Summary of Federal Tax Law Changes for 2008 - 2017


Tax breaks in recent tax-relief bills were designed to be phased in over a number of years, or are indexed to inflation. This article explains the changes scheduled to come into effect through 2017 to help you determine how these tax laws affect your long-term plans.

Tax Year Changes

2008 2010 2011 2011 2013 2017


Starting in 2011
Higher Tax Rates

Beginning in 2011, tax rates in effect prior to 2001 spring back into effect. The top income tax rate returns to 39.6 percent, and the special low 10 percent bracket is eliminated. Whether this will actually happen will be at the heart of a spirited battle in Congress.

Estate Tax Revived

For individuals dying after 2011, the federal estate tax returns with a $1,000,000 exemption and a 50 percent maximum rate. This assumes that Congress allows the estate tax to disappear in 2011, which is unlikely.

Increase in Capital Gains and Dividend Tax Rates

The tax rate reductions for long-term capital gains and dividends is scheduled to expire this year.

In 2011, the maximum long-term capital gains tax rate goes back up to 20 percent from 15 percent. A lower 10 percent tax rate is used by individuals who are in the 15 percent tax bracket. Their long-term capital gains had been tax-free since 2008.
In 2011, dividend income (other than capital gain distributions from mutual funds) is taxed as ordinary income at your highest marginal tax rate.
Child Tax Credit

The credit of $1,000 per eligible child reverts to $500 after 2011. After 2011, none of the child tax credit will be refundable to taxpayers unless their earned income is more than $12,550. This is one of the many Bush tax cuts currently scheduled to expire after 2011.

Payroll Tax Credit

Starting in 2011, the partial credit for payroll taxes paid is no longer available.
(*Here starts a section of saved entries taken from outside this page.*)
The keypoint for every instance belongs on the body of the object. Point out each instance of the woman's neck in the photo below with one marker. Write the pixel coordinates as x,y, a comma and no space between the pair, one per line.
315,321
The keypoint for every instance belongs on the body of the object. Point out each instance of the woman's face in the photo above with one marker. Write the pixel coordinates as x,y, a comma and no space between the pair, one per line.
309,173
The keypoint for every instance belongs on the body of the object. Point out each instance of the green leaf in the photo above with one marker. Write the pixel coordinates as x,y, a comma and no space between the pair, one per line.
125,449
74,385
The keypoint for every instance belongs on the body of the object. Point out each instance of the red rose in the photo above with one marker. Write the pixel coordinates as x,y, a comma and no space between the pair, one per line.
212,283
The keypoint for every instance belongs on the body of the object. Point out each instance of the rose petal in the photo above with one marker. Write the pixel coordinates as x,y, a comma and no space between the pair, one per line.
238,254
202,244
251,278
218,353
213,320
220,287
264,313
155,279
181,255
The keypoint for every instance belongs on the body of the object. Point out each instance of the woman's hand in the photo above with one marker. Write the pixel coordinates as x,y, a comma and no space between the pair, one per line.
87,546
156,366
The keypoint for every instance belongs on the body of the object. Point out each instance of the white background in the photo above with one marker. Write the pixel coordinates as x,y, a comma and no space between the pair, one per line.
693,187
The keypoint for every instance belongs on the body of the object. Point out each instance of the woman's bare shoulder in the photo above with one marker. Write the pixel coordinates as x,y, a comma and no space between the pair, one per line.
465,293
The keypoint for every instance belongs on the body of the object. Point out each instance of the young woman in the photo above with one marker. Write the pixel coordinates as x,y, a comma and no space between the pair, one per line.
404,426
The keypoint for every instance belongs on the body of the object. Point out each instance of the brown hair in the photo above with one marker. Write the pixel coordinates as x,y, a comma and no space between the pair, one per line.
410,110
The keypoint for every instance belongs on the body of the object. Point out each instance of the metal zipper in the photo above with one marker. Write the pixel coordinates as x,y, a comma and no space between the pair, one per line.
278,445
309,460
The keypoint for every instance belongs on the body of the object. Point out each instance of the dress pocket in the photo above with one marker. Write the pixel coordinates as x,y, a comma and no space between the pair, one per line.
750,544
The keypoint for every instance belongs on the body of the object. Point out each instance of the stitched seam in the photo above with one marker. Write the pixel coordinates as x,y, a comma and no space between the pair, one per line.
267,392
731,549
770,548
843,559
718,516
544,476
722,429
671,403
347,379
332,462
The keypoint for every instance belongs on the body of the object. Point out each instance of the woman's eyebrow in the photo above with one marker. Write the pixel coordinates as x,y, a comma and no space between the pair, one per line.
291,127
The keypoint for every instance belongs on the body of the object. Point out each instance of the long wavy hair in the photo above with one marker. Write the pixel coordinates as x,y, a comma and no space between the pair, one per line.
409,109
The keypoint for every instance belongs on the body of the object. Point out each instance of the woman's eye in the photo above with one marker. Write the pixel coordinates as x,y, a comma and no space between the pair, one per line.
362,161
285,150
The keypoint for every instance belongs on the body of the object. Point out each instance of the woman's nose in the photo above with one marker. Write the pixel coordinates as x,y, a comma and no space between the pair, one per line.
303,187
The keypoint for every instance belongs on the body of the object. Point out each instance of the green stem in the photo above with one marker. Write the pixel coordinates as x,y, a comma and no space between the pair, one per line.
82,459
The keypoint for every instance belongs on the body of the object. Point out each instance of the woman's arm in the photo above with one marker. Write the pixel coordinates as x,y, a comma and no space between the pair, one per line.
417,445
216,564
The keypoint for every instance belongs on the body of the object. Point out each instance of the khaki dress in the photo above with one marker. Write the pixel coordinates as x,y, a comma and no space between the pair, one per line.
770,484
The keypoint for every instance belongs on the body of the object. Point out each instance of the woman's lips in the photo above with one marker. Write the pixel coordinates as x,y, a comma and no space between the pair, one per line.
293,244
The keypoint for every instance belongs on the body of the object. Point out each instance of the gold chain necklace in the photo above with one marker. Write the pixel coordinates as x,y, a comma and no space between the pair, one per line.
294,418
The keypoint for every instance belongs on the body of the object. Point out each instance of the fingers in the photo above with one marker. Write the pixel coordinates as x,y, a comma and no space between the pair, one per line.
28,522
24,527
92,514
Decreased Section 179 Expense Deduction

Taxpayers who purchase qualifying business property may elect to deduct the cost of the property (new or used) in the year that it is placed in service. This is referred to as a Section 179 deduction. In 2010 and 2011, the maximum amount of property that may be taken as a Section 179 deduction is $125,000, as indexed for inflation. In 2011 and future years, the maximum deduction drops to $25,000.

College Savings Plans

Beginning in 2011, 529 Plans can no longer be tapped tax-free to pay for a computer or Internet access.

Tax Credit for College Tuition

The Hope credit is again limited to the first two years of college and is capped at $1,800. None of the credit is refundable if it is more than your regular income tax liability.

Earned Income Tax Credit (EITC)


Temporary increases in the Earned Income Tax Credit for filers with three or more children and the higher income levels for the phaseout of the credit are repealed.

Starting in 2013
Tax Relief for Taxpayers Who Lose Their Homes Due to Foreclosure Expires

Beginning in 2013, debt forgiven in connection with the foreclosure of a principal residence will once again be considered taxable income (unless you are in bankruptcy or insolvent).

Mortgage Insurance Premiums

The special itemized deduction for mortgage insurance premiums paid on mortgages taken out after 2006 expires after 2012.

Starting in 2017
Credit for Residential Energy-Efficient Property

The credit for 30 percent of the cost of installing solar water heating equipment, photovoltaic or fuel cell equipment, geothermal heat pumps or wind turbines in your primary residence or a second home does not apply after 2016.